Well obviously. But agents using different decision theories do not disagree about rewards within the class of problems we're talking about. So you can compare different decision theories using the idea of "reflective consistency," where an agent is reflectively consistent only if it doesn't think it could gain by changing itself. A CDT agent watching a TDT agent win a million dollars from Omega believes that if only it could change, it could win a million dollars too, so it is not reflectively consistent within the class of decision-determined problems.
Suppose Omega gave money exclusively to TDT agents. If this were the case, it would be good to precommit to being a TDT agent. This isn't because TDT is better; it's because the contest was unfair.
Maybe this is analagous to Newcomb's problem. Maybe not. The point is, it's not obvious whether or not it is.
I suppose what I'm trying to say is that it's not that CDT usually gives the optimal solution but has a few flaws. It's that CDT, EDT, and TDT agents have a different idea of what the "optimal solution" refers to. It's not that optimal is the one the *DT strategy would pick. It's that the strategy itself is to find the optimal solution, for some value of optimal.
I couldn't find any concise explanation of what the decision theories are. Here's mine:
A Causal Decision Theorist wins, given what's happened so far.
An Evidential Decision Theorist wins, given what they know.
A Timeless Decision Theorist wins a priori.

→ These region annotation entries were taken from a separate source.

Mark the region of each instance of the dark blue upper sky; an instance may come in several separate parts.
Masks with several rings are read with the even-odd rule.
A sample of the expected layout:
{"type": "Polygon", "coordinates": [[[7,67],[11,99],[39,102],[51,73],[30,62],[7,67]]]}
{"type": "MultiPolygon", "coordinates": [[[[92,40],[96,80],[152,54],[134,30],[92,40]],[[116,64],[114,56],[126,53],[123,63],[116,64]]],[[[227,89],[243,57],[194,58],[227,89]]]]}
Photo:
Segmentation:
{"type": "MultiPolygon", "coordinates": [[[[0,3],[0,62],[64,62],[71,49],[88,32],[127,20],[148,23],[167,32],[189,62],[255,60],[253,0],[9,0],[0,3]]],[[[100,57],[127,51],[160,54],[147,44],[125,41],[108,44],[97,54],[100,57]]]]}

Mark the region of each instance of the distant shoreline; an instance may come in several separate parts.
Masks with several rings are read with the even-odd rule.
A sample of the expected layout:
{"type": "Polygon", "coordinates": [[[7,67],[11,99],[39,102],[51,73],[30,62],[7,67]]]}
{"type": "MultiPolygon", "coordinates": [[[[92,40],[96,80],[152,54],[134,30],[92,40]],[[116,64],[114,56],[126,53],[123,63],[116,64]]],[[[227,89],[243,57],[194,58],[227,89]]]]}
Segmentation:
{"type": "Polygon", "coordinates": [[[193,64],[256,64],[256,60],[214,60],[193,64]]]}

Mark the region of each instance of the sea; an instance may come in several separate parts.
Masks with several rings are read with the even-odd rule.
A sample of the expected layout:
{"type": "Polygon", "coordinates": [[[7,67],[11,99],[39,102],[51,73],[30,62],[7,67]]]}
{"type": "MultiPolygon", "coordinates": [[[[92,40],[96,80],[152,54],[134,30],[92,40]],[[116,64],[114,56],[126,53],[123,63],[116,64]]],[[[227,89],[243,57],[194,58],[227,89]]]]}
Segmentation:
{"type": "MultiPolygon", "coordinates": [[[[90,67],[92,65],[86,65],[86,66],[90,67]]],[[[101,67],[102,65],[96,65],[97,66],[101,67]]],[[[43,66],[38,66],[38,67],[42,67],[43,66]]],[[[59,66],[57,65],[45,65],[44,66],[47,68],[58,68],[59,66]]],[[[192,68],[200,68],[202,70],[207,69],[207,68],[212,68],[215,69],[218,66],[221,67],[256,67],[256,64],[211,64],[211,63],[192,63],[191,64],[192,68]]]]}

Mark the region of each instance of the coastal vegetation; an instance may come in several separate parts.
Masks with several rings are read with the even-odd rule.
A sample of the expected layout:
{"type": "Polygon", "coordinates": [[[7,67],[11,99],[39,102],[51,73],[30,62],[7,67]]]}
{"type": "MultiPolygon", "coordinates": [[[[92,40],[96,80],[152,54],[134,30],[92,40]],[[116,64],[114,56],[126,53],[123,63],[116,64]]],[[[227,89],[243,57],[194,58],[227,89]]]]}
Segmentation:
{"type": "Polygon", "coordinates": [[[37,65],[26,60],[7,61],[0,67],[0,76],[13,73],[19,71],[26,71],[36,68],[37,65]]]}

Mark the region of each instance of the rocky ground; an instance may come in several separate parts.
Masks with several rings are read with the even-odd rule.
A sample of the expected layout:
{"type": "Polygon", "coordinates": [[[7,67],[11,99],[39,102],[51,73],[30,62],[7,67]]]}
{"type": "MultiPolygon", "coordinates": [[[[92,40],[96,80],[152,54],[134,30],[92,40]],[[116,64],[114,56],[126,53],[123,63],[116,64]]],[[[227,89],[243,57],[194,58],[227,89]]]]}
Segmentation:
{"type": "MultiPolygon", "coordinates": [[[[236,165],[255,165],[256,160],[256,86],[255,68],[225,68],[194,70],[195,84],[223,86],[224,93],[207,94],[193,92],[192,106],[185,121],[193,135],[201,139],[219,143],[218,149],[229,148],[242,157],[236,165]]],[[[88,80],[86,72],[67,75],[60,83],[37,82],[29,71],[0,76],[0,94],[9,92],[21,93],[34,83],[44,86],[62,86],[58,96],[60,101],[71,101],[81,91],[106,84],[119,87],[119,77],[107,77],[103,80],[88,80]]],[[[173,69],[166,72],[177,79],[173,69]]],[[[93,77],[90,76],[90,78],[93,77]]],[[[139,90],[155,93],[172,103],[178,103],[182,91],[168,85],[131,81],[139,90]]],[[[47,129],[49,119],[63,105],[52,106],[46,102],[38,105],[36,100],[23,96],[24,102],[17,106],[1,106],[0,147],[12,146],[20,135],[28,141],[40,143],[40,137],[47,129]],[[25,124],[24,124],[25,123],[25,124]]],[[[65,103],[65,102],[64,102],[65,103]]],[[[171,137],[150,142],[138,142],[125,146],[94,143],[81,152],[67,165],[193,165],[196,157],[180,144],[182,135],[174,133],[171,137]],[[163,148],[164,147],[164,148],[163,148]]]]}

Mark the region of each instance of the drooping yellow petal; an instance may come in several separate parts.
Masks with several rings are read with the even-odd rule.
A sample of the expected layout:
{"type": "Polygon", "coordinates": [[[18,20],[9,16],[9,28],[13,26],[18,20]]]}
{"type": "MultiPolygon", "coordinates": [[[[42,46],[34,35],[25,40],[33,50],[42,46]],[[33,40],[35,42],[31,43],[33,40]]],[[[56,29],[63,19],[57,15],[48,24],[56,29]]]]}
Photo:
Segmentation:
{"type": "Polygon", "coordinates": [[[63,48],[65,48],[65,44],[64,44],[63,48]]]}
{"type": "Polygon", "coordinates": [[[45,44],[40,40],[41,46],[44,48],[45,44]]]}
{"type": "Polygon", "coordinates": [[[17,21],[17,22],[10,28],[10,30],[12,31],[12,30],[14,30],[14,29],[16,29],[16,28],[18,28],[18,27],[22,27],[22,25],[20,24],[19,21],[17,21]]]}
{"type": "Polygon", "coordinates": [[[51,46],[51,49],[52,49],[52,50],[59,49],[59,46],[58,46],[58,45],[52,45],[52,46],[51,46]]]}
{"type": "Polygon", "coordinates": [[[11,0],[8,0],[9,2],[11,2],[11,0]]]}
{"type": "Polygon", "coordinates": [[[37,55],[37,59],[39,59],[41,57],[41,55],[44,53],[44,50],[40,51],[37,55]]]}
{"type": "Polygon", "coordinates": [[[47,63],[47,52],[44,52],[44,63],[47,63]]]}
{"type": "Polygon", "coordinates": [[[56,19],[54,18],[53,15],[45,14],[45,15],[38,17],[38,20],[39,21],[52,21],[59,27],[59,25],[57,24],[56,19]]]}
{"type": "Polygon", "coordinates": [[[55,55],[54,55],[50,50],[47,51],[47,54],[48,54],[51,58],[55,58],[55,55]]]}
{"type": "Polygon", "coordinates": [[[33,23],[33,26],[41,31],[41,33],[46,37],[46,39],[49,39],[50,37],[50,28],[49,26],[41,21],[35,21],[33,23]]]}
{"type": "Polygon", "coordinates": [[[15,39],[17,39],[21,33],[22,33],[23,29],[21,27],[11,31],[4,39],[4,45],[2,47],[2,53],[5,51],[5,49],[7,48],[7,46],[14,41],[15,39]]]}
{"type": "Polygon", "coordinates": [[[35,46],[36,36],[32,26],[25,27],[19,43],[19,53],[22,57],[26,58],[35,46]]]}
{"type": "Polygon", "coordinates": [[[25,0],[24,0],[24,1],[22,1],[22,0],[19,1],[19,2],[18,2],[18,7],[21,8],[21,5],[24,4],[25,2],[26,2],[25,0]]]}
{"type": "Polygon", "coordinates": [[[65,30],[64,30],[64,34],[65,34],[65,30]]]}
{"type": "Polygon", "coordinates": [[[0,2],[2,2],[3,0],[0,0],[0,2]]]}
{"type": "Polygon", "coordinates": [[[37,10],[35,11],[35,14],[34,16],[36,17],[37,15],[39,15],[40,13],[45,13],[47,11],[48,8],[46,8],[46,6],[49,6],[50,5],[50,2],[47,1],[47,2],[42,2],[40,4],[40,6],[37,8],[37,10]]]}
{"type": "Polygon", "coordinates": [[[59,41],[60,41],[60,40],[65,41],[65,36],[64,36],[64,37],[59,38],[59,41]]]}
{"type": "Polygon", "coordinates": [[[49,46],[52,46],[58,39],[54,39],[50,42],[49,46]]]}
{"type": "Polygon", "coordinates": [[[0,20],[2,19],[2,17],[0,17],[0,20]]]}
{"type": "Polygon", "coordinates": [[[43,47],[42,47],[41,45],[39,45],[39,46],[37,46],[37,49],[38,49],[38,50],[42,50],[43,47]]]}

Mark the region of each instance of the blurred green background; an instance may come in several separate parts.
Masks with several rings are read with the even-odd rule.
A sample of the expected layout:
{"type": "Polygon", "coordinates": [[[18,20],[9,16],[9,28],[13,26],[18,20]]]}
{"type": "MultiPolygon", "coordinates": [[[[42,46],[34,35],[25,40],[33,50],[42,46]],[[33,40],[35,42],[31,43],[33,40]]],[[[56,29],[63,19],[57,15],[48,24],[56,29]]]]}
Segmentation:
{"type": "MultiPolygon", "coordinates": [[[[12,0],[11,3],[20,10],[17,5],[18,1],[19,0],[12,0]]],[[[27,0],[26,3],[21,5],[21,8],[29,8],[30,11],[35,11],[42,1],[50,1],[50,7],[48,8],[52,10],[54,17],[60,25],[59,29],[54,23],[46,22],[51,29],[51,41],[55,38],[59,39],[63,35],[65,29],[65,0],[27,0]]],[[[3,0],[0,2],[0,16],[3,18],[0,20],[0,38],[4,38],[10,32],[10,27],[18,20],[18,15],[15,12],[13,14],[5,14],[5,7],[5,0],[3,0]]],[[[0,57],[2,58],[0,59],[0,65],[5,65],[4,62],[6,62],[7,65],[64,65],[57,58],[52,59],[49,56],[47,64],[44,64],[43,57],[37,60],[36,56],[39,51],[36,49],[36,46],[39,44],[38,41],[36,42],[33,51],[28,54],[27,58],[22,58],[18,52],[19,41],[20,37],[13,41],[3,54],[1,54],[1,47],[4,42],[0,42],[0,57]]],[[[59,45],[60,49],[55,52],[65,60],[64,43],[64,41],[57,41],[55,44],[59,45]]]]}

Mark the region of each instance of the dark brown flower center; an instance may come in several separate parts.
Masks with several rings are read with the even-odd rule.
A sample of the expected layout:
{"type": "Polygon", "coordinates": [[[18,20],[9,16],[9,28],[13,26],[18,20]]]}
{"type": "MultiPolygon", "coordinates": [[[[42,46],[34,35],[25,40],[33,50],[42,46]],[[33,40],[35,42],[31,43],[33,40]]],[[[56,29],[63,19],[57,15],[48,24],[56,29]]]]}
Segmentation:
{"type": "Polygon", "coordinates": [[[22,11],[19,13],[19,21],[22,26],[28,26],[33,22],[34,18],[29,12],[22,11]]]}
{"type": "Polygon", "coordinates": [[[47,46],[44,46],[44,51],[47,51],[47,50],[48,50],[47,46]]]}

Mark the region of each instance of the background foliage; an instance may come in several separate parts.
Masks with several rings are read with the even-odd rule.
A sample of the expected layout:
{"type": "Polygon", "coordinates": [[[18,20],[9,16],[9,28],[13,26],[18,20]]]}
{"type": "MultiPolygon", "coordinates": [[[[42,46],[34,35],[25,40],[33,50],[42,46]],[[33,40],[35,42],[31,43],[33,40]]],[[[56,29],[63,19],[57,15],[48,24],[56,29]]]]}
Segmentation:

To explain what I mean, here are two interesting problems. In each of them, two of the decision theories give one choice, and the third gives the other.
In Newcomb's problem and you separate people into groups based on what happened before the experiment, i.e. whether or not Box A has money, CDT will be at least as successful in each group as any other strategy, and notably more successful than EDT and TDT. If you separate it into what's known, there's only one group, since everybody has the same information. EDT is at least as successful as any other strategy, and notably more successful than CDT. If you don't separate it at all, TDT will be at least as successful as any other strategy, and notably more successful than EDT.
In Parfit's hitchhiker, when it comes time to pay the driver, if you split into groups based on what happened before the experiment, i.e. whether or not one has been picked up, CDT will be at least as successful in each group as any other strategy, and notably more successful than TDT. If you split based on what's given, which is again whether or not one has been picked up, EDT will be at least as successful in each group as any other strategy, and notably more successful than TDT. If you don't separate at all, TDT will be at least as successful as any other strategy, and notably more successful than CDT and EDT.
There's one thing I'm not sure about. How does Updateless Decision Theory compare?